忙しい、モーニングの七時から十一時の時間帯が終わると、お昼のランチタイムまでの一時間はわたしは洗い場に入ってお皿などの洗い物をする。大量の洗い物にてんてこ舞いだ。おばあちゃんは、お昼の仕込みに入る。
やっと洗い物が終わったーとばんざーいしたのも束の間で、おばあちゃんの容赦ない「るり子ちゃん、さあさあ、ランチタイムの開始だよ~」に愕然とする。
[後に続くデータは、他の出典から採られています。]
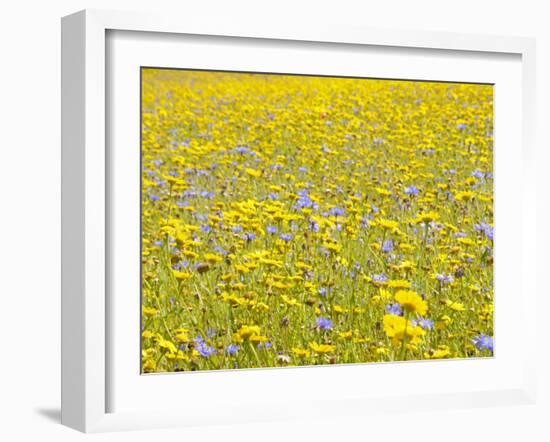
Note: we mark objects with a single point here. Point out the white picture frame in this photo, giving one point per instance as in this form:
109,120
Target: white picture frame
85,234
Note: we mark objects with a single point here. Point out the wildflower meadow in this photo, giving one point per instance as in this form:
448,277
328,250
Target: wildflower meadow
298,220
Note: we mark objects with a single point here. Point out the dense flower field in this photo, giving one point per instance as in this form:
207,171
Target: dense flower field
293,220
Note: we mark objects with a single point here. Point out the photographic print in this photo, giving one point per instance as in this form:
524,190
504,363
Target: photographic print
293,220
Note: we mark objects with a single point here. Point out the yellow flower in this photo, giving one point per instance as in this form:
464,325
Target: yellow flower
213,258
182,276
464,196
256,339
322,348
443,322
411,302
456,306
290,301
398,328
253,172
149,311
300,352
181,336
427,217
442,351
345,335
163,343
246,331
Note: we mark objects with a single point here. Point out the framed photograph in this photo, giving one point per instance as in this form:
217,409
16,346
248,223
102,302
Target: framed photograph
264,222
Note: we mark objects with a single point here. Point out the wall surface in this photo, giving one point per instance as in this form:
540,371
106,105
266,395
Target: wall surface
30,215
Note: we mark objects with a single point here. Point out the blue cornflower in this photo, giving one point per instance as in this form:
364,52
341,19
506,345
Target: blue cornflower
271,229
220,250
337,211
205,350
394,309
313,226
487,229
412,190
483,341
380,278
387,246
244,150
286,237
324,323
206,194
232,349
426,324
478,174
444,278
249,236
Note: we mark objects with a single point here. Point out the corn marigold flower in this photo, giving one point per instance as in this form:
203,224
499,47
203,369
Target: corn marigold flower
411,302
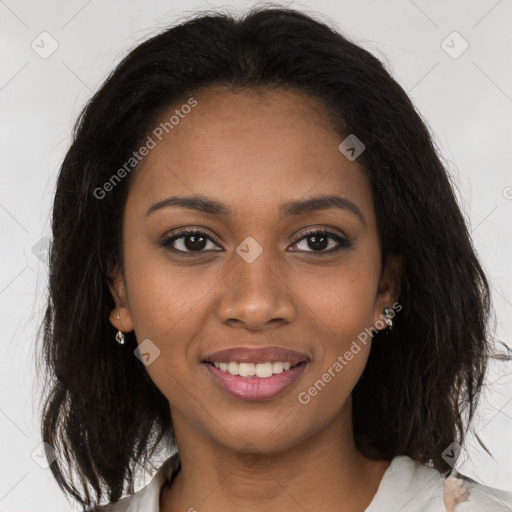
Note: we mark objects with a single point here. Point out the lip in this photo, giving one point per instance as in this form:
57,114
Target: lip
256,355
255,388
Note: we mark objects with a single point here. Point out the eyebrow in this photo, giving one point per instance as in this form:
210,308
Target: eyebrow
297,207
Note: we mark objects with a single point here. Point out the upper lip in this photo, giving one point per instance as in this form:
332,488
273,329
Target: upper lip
256,355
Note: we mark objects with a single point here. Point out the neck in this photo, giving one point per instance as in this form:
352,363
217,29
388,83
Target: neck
324,472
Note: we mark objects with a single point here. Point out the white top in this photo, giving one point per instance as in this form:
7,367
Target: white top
406,486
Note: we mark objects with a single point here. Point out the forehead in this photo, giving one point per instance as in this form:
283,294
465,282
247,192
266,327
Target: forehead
250,148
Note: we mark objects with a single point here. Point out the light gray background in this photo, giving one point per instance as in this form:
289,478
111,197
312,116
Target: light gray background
467,102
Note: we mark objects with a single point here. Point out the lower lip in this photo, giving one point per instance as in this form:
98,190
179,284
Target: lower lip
255,388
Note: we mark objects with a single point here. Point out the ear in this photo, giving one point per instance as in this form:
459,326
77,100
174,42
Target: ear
120,316
389,287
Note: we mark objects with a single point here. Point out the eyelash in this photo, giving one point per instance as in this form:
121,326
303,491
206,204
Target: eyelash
343,243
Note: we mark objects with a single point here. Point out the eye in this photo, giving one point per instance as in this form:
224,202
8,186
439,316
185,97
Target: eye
318,241
188,241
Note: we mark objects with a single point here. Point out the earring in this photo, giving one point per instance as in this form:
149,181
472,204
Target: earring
388,318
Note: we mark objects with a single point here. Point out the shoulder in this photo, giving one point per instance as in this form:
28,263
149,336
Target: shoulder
410,486
480,497
146,499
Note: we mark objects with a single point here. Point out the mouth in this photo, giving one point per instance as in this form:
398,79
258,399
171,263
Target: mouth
256,374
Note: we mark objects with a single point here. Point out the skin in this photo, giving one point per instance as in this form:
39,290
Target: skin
254,151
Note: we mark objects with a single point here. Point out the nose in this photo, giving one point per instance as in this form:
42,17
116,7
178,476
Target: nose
256,295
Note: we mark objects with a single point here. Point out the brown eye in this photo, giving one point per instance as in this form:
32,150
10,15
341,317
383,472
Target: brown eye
319,241
188,241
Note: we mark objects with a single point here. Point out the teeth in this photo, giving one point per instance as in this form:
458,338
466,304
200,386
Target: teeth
260,370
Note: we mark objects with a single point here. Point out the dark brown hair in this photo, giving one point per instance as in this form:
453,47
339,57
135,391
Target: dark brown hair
102,412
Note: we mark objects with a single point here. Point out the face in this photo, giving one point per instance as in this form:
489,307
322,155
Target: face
264,266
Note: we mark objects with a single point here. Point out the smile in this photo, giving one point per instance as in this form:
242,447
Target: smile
256,373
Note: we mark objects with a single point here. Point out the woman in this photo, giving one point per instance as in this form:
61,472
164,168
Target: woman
259,264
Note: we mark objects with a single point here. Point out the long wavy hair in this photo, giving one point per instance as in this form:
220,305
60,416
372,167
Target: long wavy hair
419,390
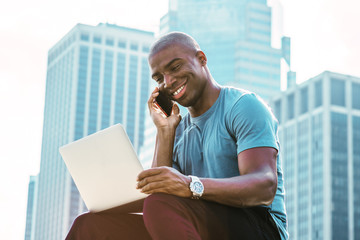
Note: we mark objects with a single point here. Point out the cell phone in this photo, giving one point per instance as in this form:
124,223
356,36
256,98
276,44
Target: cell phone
164,103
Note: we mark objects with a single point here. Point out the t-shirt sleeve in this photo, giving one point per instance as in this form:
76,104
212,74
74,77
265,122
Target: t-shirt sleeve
252,124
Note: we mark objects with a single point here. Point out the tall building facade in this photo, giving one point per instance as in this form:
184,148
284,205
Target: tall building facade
97,76
236,38
320,135
31,208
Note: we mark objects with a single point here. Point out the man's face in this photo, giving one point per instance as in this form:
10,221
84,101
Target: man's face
180,73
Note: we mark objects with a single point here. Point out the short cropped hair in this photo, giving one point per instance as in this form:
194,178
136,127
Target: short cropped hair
174,38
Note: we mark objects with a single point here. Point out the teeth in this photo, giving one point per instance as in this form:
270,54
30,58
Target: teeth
179,90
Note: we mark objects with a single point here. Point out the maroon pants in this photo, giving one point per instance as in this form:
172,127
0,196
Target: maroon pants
168,217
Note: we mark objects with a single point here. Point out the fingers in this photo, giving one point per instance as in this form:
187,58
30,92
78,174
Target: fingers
150,172
152,97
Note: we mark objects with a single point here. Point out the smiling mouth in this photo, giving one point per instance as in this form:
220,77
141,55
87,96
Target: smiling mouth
179,90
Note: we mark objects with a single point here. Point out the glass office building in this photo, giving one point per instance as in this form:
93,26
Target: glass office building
97,76
31,208
320,135
236,37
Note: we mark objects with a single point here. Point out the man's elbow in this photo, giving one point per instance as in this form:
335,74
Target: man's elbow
270,183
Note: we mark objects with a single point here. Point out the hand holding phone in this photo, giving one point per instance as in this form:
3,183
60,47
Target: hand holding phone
164,103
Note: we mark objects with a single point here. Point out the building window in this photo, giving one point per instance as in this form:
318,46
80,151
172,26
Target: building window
355,95
109,42
304,94
146,49
338,92
318,94
84,37
339,174
277,110
134,46
97,39
290,107
122,44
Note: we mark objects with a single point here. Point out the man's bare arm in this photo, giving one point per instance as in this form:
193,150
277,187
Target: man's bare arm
256,185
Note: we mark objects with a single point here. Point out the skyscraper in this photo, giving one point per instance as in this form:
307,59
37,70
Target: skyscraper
320,135
31,208
97,76
236,37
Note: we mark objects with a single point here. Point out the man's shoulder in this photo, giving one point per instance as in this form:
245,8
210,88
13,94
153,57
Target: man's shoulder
237,97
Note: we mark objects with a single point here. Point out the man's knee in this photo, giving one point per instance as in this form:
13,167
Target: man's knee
159,205
83,220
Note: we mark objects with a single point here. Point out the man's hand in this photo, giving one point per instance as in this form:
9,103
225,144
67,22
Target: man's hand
164,180
159,118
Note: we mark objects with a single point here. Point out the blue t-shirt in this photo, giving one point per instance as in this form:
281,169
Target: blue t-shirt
207,146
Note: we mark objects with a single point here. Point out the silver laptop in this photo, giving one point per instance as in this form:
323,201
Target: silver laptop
104,167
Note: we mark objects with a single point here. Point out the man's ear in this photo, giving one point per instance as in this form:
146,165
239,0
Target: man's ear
201,57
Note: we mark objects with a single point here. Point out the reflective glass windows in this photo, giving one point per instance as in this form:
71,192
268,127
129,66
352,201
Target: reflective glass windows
120,86
337,92
132,96
304,100
356,174
318,93
106,99
81,90
94,90
290,107
355,95
339,176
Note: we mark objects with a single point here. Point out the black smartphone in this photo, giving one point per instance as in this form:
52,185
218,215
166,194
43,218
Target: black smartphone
164,103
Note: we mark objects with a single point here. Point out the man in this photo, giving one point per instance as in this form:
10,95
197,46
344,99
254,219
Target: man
216,173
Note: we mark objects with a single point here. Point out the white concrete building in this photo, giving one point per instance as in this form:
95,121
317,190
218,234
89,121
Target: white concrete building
97,76
320,142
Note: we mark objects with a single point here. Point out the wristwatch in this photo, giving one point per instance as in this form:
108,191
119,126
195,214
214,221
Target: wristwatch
196,187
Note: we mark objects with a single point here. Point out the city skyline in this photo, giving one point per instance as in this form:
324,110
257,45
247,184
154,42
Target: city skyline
97,76
24,75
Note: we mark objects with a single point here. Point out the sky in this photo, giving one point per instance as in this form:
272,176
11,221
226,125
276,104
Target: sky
324,36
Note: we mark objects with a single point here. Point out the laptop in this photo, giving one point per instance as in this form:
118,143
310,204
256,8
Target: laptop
104,167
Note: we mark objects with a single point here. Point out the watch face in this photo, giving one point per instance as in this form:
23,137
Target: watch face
198,187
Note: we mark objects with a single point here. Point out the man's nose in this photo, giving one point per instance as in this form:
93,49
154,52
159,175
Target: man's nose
168,80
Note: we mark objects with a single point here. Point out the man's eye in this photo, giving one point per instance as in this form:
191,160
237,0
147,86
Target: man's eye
176,67
158,80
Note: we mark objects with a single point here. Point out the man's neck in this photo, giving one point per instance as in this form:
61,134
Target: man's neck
208,98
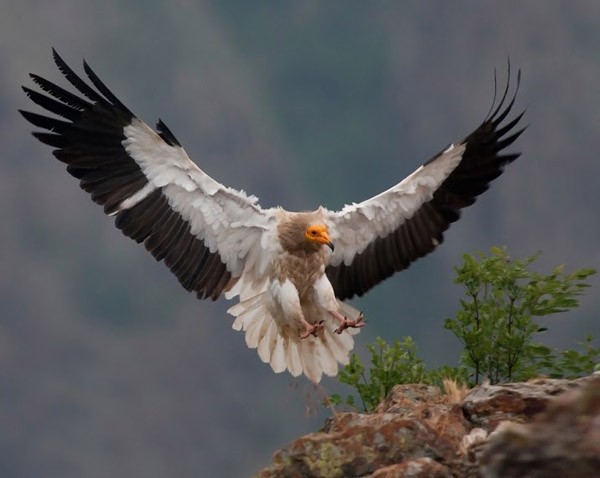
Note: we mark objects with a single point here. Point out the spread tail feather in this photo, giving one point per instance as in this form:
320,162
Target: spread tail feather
282,347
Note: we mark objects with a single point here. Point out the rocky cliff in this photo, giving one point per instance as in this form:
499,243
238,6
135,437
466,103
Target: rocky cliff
542,428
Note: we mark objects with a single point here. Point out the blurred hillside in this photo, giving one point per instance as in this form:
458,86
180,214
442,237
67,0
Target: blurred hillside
108,367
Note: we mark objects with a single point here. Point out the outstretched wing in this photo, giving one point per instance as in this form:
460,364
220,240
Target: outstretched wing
205,232
384,234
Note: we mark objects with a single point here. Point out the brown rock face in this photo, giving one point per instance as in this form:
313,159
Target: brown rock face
562,442
419,432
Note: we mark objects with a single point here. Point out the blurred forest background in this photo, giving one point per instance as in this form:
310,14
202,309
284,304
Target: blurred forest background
107,366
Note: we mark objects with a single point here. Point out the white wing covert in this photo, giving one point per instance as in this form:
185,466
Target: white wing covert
206,233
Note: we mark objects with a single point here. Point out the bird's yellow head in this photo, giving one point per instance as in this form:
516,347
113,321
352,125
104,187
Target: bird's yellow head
318,233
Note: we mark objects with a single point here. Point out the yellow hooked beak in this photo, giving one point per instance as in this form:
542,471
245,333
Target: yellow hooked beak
319,234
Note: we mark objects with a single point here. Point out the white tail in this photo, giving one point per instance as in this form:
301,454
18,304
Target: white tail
282,347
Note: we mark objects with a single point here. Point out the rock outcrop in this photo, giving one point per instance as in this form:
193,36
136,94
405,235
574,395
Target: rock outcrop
510,430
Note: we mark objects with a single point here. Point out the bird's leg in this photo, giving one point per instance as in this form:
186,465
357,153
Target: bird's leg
346,323
309,329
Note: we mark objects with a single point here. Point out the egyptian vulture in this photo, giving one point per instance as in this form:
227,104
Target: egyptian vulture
291,271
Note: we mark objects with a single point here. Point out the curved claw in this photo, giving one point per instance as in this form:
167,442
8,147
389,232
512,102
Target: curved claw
346,323
311,329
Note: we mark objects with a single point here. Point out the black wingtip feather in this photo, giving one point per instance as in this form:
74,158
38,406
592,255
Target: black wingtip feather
480,164
166,134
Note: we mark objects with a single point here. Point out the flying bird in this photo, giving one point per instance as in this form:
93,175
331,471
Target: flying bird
291,271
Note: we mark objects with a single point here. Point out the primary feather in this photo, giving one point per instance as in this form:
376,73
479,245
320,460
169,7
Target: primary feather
290,271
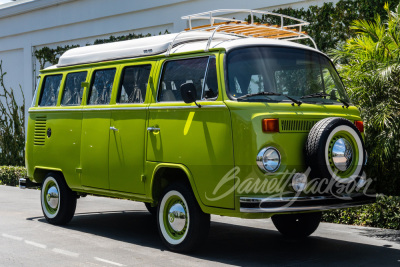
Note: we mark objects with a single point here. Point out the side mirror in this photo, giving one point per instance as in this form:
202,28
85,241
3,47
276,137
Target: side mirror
189,94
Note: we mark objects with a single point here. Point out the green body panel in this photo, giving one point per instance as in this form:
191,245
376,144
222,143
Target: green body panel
94,149
249,139
205,143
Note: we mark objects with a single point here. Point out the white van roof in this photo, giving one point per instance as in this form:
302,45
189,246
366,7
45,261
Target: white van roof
158,45
147,46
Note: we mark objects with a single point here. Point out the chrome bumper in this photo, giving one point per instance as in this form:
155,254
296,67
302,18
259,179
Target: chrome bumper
26,183
297,204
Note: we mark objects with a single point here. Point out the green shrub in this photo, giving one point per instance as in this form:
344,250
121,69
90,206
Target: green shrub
10,175
385,213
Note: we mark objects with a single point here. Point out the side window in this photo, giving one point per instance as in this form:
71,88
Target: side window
199,71
73,90
133,84
50,89
100,89
35,93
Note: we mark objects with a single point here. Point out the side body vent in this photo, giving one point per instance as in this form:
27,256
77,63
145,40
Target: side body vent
40,131
296,126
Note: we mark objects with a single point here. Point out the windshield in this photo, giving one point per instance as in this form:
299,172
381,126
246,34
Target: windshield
300,74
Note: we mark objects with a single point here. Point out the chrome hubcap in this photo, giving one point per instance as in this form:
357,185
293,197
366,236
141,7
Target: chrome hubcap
177,217
52,197
342,154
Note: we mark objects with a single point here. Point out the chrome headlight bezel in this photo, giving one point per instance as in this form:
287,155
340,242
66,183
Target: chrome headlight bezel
260,159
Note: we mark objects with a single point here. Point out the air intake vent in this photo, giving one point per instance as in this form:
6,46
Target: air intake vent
297,126
40,131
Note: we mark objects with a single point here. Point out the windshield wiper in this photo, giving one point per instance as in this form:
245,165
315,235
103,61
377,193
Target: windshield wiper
295,101
257,94
344,102
315,95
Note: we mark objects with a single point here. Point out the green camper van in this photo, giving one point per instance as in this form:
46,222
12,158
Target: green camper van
232,118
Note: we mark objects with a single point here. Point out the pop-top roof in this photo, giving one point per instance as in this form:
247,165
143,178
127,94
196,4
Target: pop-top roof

ランチタイムには、さゆりさんが手伝いにやって来た。まさか、わたし一人で注文受けをするのかなとドキドキしていたので、さゆりさんの顔を見た時には、さゆりさんがまるで天使のように見えた。
「るり子ちゃん、頑張ろうね」
「はい、頑張りましょう」
さゆりさんと二人で気合いを入れる。
またまた、忙しいランチタイムのゴングがカーンと鳴った。
おばあちゃんとさゆりさんとわたしの三人で力を合わせてランチタイムを乗りきった。
わたしは初めてのこともあり、もう目が回りそうで本当に大変だったし、疲れた。何回かミスもしたが、おばあちゃんとさゆりさんが助けてくれた。
そして、忙しかったランチタイムも終わり、客足も落ち着いてきたのでお昼の休憩になった。お昼ごはんはおばあちゃんの賄いだ。
アボカドサンドイッチにトマトの豆入りスープが今日の賄いだ。おばあちゃんが作ってくれた賄いはとても美味しい。
まろやかなアボカドサンドイッチに舌鼓を打ちながら疑問に思っていたことをおばあちゃんに尋ねた。
「ねえ、おばあちゃん、このカフェにはわたしとさゆりさんしか従業員はいないの?」
「るり子ちゃんが来る少し前まではいたのよ……。でも辞めてしまってね」
だよね。こんなにも忙しいのに二人だけなんてことはあり得ないよね。それにしてもおばあちゃんの今の話し方は歯切れが悪い。何故かな?
「お義母さんそうなんですよね。るり子ちゃん聞いて、前に働いてた子、学生さんなんだけど、メニューが多すぎてついていけません~って言っていきなり辞めたのよ。ね、お義母さん」
「そうだったわね……」
おばあちゃんは苦虫を噛み潰したような表情で答えた。
その学生さんの気持ちもなんとなく分かるよ。おばあちゃん。